Douglas A. McIntyre is the co-founder, chief executive officer and editor in chief of 24/7 Wall St. and 24/7 Tempo. He has held these jobs since 2006.

McIntyre has written thousands of articles for 24/7 Wall St. He is an expert on corporate finance, the automotive industry, media companies and international finance. He has edited articles on national demographics, sports, personal income and travel.

His work has been quoted or mentioned in The New York Times, The Wall Street Journal, Los Angeles Times, The Washington Post, NBC News, Time, The New Yorker, HuffPost USA Today, Business Insider, Yahoo, AOL, MarketWatch, The Atlantic, Bloomberg, New York Post, Chicago Tribune, Forbes, The Guardian and many other major publications. McIntyre has been a guest on CNBC, the BBC and television and radio stations across the country.

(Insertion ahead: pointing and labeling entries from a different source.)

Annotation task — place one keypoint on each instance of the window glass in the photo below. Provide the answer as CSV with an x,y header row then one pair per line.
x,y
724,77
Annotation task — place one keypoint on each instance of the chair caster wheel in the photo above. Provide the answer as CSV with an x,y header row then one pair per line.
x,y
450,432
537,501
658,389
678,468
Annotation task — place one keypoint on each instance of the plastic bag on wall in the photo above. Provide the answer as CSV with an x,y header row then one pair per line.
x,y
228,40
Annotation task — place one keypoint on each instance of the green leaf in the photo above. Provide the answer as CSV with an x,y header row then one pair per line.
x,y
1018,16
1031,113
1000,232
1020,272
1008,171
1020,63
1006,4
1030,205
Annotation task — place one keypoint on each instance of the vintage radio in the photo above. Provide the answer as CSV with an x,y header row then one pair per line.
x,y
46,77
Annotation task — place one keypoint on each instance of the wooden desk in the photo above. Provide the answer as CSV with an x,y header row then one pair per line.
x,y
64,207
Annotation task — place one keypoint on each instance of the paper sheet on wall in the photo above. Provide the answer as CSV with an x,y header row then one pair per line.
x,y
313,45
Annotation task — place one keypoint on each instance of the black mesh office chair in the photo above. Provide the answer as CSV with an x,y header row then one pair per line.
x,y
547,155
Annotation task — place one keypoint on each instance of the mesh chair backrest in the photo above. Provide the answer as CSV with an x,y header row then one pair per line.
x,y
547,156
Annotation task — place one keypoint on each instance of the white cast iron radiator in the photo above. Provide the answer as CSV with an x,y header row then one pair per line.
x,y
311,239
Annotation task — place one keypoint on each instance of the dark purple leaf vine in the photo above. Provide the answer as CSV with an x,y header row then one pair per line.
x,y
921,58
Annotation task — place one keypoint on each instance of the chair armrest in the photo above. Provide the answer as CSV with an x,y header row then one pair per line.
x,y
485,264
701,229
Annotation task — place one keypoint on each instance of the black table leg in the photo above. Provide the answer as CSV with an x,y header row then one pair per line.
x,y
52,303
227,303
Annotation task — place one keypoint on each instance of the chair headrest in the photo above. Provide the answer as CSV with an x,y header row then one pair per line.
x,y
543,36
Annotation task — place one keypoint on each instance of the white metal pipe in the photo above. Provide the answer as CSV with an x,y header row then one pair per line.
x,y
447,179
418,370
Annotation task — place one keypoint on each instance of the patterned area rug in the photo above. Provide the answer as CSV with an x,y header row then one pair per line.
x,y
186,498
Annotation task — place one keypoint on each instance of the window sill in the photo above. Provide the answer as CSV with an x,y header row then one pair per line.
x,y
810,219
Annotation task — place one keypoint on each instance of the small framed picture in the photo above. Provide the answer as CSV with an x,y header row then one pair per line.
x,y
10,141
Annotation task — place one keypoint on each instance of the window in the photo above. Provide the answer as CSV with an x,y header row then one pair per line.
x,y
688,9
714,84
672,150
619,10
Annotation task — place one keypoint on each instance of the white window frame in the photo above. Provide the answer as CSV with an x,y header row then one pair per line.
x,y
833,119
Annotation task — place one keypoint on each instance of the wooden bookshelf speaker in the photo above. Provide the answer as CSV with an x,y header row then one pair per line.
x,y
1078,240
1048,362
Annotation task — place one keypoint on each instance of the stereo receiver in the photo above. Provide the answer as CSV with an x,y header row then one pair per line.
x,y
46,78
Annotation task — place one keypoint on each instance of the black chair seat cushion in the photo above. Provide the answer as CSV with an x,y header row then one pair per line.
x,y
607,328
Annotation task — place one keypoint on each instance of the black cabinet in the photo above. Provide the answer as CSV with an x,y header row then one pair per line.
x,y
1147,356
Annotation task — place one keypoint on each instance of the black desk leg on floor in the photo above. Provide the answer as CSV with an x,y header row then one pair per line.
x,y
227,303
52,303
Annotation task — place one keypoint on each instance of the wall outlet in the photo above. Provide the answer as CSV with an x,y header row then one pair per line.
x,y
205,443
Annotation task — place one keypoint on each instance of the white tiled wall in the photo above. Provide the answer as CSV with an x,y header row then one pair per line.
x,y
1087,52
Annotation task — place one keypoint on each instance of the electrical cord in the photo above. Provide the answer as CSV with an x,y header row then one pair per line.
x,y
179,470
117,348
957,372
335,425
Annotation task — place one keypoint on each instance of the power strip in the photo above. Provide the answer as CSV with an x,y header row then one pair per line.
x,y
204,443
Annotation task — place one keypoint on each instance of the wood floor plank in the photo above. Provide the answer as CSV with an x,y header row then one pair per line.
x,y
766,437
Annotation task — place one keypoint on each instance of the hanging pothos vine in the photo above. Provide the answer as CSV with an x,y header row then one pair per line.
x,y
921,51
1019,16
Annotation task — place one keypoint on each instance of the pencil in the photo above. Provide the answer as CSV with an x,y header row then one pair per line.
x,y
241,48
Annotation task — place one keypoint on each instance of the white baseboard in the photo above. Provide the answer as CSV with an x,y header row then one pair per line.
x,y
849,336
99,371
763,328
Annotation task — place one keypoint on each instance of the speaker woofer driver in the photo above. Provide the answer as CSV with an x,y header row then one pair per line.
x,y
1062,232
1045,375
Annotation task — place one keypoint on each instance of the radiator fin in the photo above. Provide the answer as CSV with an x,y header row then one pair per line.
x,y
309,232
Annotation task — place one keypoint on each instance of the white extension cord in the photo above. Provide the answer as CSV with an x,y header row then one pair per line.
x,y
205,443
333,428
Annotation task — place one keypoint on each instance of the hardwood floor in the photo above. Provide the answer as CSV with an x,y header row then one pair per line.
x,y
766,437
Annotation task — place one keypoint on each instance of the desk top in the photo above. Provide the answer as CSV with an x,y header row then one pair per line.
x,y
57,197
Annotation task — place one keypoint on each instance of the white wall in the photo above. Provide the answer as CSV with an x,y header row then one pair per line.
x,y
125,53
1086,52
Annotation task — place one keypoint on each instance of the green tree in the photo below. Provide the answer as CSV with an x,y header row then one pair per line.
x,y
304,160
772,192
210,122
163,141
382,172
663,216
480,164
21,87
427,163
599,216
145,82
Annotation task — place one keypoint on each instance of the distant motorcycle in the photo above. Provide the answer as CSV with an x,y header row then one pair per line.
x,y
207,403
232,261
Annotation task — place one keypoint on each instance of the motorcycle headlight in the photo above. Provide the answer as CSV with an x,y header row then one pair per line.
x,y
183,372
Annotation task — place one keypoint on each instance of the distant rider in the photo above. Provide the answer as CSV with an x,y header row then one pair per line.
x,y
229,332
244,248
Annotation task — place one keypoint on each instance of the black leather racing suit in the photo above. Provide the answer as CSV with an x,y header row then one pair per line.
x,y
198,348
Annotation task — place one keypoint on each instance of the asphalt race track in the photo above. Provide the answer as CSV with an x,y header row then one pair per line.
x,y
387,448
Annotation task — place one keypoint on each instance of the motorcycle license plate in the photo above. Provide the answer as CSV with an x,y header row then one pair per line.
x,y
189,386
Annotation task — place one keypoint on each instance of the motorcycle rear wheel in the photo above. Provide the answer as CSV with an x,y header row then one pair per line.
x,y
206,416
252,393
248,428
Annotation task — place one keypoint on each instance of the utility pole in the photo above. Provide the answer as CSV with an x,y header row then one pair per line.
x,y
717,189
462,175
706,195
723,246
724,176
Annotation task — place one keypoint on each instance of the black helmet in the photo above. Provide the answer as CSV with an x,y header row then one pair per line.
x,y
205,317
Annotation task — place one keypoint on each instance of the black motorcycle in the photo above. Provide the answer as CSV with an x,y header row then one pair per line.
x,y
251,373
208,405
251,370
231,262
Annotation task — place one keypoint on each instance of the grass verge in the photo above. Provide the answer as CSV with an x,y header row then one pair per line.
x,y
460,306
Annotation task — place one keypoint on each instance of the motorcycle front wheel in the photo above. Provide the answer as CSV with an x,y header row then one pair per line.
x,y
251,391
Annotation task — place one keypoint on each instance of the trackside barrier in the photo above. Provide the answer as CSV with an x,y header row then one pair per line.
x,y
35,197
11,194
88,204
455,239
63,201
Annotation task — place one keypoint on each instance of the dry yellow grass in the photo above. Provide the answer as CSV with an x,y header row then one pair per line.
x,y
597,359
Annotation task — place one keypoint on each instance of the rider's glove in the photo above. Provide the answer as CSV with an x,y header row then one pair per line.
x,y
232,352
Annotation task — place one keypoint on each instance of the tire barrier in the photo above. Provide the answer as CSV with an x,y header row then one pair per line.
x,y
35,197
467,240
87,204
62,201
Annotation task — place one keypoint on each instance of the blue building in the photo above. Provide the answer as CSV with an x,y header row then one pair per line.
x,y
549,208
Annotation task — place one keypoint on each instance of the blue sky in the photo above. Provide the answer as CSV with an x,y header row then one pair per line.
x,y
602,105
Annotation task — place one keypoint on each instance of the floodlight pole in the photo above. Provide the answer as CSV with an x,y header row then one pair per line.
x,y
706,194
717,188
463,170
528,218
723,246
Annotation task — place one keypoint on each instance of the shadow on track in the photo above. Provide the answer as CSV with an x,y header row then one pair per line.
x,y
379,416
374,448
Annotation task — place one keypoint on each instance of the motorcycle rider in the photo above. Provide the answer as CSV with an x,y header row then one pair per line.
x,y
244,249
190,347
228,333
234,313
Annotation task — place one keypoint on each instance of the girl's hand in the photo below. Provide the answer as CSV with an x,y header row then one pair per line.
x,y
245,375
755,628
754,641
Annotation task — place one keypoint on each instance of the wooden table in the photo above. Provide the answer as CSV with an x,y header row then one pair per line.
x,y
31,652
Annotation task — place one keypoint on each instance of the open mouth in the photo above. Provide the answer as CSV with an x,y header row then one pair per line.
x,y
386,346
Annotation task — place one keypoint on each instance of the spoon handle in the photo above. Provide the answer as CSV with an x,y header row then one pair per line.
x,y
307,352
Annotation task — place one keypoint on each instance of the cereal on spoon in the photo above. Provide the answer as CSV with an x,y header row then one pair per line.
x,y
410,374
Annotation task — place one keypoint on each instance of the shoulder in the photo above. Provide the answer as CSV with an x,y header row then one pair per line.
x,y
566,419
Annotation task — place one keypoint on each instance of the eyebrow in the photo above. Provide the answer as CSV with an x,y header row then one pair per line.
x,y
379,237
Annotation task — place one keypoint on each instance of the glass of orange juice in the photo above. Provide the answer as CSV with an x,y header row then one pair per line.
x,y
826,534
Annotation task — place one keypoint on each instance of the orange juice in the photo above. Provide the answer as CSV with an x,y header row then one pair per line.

A magna cum laude graduate of Harvard College, McIntyre also was president of The Harvard Advocate. Founded in 1866, the Advocate is the oldest college publication in the United States.

TheStreet.com, Comps.com and Edgar Online are some of the public companies for which McIntyre served on the board of directors. He was a Vicinity Corporation board member when the company was sold to Microsoft in 2002. He served on the audit committees of some of these companies.

McIntyre has been the CEO of FutureSource, a provider of trading terminals and news to commodities and futures traders. He was president of Switchboard, the online phone directory company. He served as chairman and CEO of On2 Technologies, the video compression company that provided video compression software for Adobe’s Flash. Google bought On2 in 2009.